By Scott Tibbs, January 9, 2013
I Samuel chapters 23 and 24 provide a fascinating look at wicked King Saul and his righteous servant David, who would eventually be king of Israel - something that provides lessons for us.
First, David hears that the Philistines are attacking the Israelite city of Keilah, and he goes to the rescue, routing the Philistine army and inflicting heavy losses. David is on the run from King Saul (who is unjustly seeking David's life) and is under no obligation to do this, but he loves God's people and does it anyway.
The one who should be doing this is King Saul, who is charged with protecting Israel against her enemies. Not only does Saul not fulfill his duty as king, he only goes to Keilah when he hears that David is there, to murder him. David discovers Saul is coming and it is revealed to him that the men of the city will hand him over to Saul - even though he had just saved the city from the Philistines.

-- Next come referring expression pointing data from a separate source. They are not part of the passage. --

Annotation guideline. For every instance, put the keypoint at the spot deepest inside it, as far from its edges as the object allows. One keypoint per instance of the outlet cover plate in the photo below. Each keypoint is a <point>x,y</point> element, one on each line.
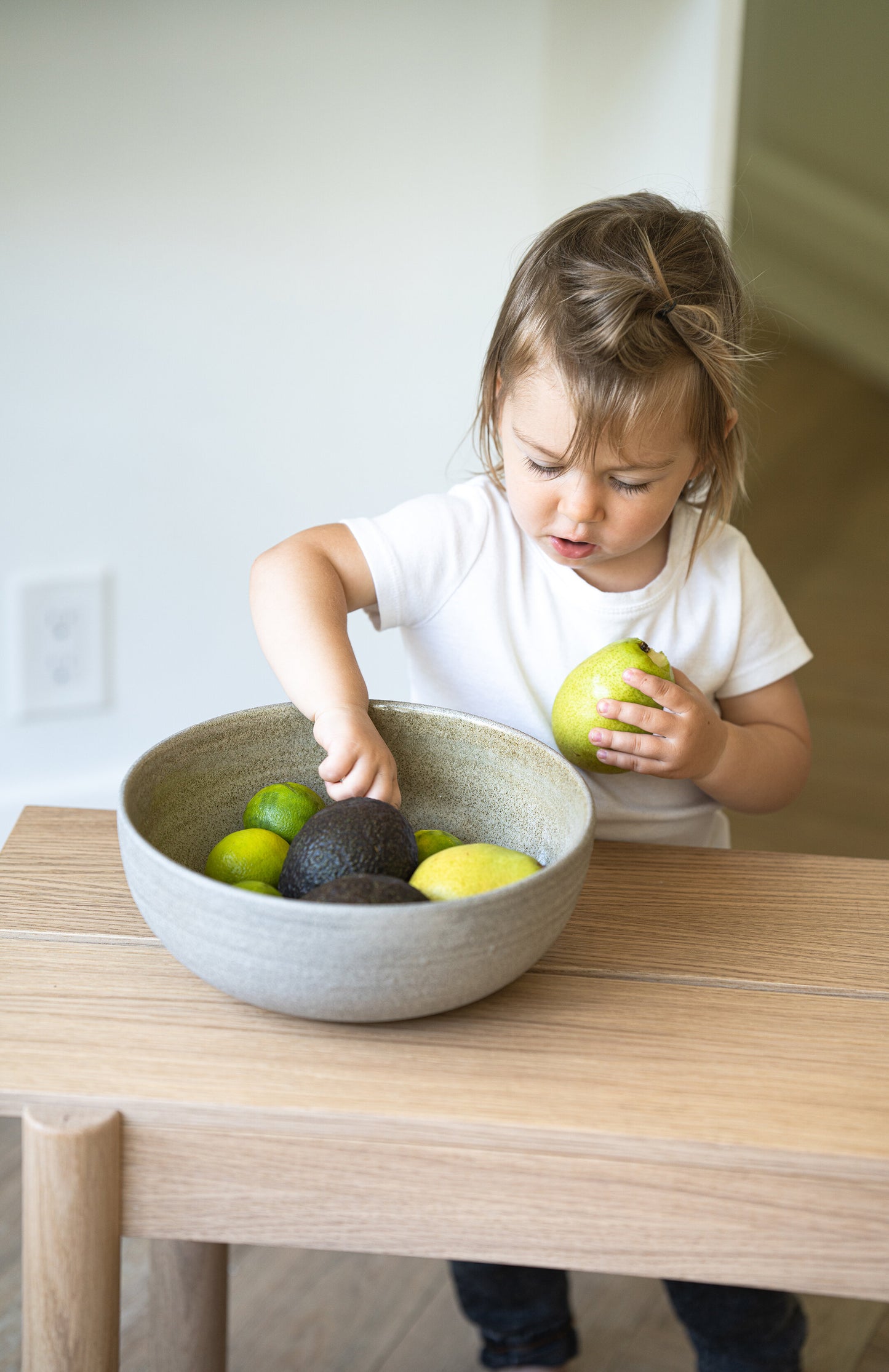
<point>60,638</point>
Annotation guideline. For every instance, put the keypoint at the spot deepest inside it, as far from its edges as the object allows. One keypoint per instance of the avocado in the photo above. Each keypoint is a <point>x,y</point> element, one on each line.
<point>362,889</point>
<point>353,836</point>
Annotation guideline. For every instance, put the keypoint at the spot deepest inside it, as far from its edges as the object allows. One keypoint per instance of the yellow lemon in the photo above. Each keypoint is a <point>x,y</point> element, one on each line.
<point>247,855</point>
<point>469,869</point>
<point>284,807</point>
<point>433,841</point>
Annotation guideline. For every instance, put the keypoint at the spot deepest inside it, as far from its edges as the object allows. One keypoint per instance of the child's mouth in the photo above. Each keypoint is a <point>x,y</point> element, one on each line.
<point>567,548</point>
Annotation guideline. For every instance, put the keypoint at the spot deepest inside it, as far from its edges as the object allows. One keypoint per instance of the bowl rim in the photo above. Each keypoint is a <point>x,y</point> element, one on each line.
<point>317,906</point>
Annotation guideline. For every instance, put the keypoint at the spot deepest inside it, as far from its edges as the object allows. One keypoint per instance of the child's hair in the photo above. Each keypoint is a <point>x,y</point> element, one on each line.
<point>639,307</point>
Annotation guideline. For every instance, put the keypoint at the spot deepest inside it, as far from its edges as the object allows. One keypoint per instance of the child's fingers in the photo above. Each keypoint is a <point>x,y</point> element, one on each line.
<point>670,695</point>
<point>644,716</point>
<point>622,741</point>
<point>338,764</point>
<point>630,762</point>
<point>386,788</point>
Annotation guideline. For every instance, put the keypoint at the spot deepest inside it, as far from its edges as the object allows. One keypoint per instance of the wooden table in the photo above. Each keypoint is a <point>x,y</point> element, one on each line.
<point>693,1083</point>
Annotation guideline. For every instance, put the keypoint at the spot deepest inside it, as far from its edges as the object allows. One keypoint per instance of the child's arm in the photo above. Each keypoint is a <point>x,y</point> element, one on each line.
<point>755,758</point>
<point>301,593</point>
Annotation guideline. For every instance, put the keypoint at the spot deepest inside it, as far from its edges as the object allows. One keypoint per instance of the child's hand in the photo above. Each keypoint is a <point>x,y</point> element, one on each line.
<point>687,739</point>
<point>357,763</point>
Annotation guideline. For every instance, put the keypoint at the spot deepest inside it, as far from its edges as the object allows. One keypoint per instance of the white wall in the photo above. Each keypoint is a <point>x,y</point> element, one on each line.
<point>253,254</point>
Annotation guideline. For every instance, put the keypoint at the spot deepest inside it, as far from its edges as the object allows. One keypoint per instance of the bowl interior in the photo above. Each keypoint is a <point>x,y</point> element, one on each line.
<point>471,777</point>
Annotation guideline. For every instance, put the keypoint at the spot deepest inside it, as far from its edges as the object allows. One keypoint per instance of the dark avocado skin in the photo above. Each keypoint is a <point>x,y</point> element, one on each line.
<point>362,889</point>
<point>356,836</point>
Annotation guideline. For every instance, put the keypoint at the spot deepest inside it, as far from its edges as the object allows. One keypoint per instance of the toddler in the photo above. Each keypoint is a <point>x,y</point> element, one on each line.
<point>608,430</point>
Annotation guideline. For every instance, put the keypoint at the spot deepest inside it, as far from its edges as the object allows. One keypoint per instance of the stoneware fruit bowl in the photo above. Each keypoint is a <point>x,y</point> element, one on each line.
<point>356,964</point>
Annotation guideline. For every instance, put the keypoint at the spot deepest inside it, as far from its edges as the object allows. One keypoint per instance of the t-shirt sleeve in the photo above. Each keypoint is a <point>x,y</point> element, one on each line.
<point>770,645</point>
<point>420,552</point>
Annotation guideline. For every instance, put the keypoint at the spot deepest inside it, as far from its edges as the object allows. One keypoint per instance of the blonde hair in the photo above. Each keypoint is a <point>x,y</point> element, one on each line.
<point>639,307</point>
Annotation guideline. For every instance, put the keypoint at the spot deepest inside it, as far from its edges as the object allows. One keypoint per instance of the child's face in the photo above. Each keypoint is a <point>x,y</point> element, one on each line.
<point>586,516</point>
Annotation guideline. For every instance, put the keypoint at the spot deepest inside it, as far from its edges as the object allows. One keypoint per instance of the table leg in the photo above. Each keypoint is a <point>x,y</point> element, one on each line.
<point>70,1239</point>
<point>188,1303</point>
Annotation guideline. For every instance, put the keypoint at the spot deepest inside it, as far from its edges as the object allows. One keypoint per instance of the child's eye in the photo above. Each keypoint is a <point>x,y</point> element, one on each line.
<point>628,488</point>
<point>541,470</point>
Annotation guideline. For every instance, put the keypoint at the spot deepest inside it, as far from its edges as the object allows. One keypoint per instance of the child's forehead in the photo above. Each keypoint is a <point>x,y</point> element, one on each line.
<point>544,414</point>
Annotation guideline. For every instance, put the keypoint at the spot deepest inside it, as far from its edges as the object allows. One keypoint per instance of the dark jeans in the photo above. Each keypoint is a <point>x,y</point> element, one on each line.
<point>524,1317</point>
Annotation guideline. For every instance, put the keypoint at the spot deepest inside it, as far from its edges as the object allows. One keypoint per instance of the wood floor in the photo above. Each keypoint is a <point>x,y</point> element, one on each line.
<point>818,520</point>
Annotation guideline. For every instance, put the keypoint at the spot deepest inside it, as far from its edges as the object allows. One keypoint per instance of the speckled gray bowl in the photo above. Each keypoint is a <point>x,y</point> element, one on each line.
<point>475,779</point>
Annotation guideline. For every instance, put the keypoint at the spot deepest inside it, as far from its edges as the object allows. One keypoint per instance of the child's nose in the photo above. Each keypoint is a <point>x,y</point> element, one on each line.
<point>582,502</point>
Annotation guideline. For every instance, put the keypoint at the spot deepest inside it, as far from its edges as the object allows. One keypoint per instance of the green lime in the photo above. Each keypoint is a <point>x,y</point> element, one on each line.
<point>434,840</point>
<point>247,855</point>
<point>283,807</point>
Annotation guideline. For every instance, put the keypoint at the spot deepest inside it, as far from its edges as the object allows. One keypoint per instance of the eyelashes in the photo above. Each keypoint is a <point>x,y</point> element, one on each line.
<point>628,488</point>
<point>624,488</point>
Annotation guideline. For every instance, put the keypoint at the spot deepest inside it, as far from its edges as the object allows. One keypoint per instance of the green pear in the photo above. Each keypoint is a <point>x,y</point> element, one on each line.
<point>599,678</point>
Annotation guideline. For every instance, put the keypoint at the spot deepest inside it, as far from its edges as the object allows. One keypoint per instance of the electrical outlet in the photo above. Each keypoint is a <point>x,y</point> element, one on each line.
<point>60,648</point>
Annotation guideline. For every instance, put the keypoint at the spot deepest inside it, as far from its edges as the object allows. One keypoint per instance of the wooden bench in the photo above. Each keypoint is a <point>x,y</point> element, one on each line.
<point>693,1083</point>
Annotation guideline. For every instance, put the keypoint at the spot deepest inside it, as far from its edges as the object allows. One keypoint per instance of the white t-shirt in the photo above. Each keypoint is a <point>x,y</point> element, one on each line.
<point>493,626</point>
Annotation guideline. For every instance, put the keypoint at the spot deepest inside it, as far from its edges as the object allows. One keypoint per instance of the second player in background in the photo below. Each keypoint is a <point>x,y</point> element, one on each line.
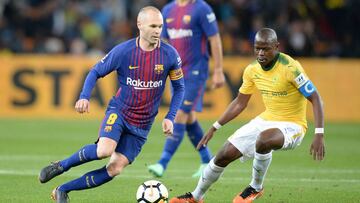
<point>188,26</point>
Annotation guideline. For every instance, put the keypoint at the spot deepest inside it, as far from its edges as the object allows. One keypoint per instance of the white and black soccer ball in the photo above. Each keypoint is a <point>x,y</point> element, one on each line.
<point>152,191</point>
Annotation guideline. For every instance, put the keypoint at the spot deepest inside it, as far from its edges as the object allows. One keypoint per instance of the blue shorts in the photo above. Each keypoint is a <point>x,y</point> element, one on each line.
<point>130,139</point>
<point>193,98</point>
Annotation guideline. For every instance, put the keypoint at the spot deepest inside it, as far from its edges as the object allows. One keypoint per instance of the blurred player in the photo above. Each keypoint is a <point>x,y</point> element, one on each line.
<point>142,65</point>
<point>285,89</point>
<point>188,26</point>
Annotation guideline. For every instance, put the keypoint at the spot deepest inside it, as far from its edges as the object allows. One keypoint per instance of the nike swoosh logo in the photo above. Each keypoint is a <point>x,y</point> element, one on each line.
<point>133,67</point>
<point>186,102</point>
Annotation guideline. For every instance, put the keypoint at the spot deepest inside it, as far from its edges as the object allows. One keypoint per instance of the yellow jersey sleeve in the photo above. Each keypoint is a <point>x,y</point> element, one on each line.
<point>248,85</point>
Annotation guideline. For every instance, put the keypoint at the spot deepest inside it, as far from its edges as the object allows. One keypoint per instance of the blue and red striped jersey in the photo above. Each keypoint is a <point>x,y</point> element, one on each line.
<point>142,76</point>
<point>187,28</point>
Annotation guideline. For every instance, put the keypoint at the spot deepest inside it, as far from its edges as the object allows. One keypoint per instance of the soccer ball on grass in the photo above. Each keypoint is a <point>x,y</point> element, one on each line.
<point>152,191</point>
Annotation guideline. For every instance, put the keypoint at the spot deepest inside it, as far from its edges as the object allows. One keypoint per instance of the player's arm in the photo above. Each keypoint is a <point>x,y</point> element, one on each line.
<point>317,148</point>
<point>309,91</point>
<point>231,112</point>
<point>83,104</point>
<point>105,66</point>
<point>218,79</point>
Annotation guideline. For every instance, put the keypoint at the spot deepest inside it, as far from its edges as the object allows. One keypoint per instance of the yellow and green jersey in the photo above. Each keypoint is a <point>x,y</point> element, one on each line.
<point>283,89</point>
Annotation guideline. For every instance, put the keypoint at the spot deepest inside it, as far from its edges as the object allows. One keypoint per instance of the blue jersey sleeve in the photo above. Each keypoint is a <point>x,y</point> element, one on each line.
<point>177,82</point>
<point>164,33</point>
<point>208,20</point>
<point>106,65</point>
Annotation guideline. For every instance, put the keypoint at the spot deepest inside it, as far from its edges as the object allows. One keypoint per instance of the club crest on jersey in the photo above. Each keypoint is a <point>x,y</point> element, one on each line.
<point>159,68</point>
<point>187,19</point>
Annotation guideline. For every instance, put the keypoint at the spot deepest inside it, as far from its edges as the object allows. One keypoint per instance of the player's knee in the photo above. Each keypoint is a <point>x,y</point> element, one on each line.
<point>103,152</point>
<point>114,169</point>
<point>263,145</point>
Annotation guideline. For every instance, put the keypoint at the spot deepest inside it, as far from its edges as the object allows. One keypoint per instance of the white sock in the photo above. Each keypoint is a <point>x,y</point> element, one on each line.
<point>210,174</point>
<point>260,165</point>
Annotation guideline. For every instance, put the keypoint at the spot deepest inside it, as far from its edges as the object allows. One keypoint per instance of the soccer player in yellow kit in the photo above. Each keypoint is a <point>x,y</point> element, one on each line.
<point>285,89</point>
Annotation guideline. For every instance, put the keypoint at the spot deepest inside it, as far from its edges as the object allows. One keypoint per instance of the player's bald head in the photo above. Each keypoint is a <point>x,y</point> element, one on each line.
<point>146,12</point>
<point>266,35</point>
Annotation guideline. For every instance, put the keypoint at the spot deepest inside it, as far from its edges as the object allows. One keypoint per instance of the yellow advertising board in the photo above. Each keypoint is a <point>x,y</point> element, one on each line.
<point>41,86</point>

In rescuing Keilah and in the aftermath, David shows great faith. First, he trusts that God will deliver the victory to him. Then, even though he is about to be betrayed, he simply leaves the city rather than expose them to a siege by the wicked king. He refuses to take his vengeance on the men of Keilah. This is in stark contrast to the paranoid Saul, who mercilessly slaughtered an entire city in the previous chapter because they had assisted David.
It is this backstory that makes David's actions in chapter 24 so striking. King Saul has murdered an entire city in his paranoia, did not come to the aid of another city being attacked by Israel's enemies, and instead marched on that city to get at David. Saul has been seeking to murder David for some time. David, though, refuses to kill Saul when Saul is within his grasp, because for all of Saul's wickedness he is still the Lord's anointed.
In doing this, David provides a lesson for us in dealing with authority when that authority is acting like a tyrant. David does not blindly submit to Saul's unjust pursuit of him and allow Saul to kill him, but he will not raise his hand against Saul. David resisted the unjust orders of a bad king while still respecting his position as king. As Christians, we are not to blindly follow a civil authority when that authority is unjust, but we are to respect that authority.
David trusted God's promise that he would eventually be king, and refused to grab the power for himself. Eventually, David was rewarded for his faith, as he became king of Israel. David, of course, was a flawed man, as he showed by committing adultery with Bathsheba and murdering her husband to cover it up. But his life shows us many things that we can emulate in our own lives.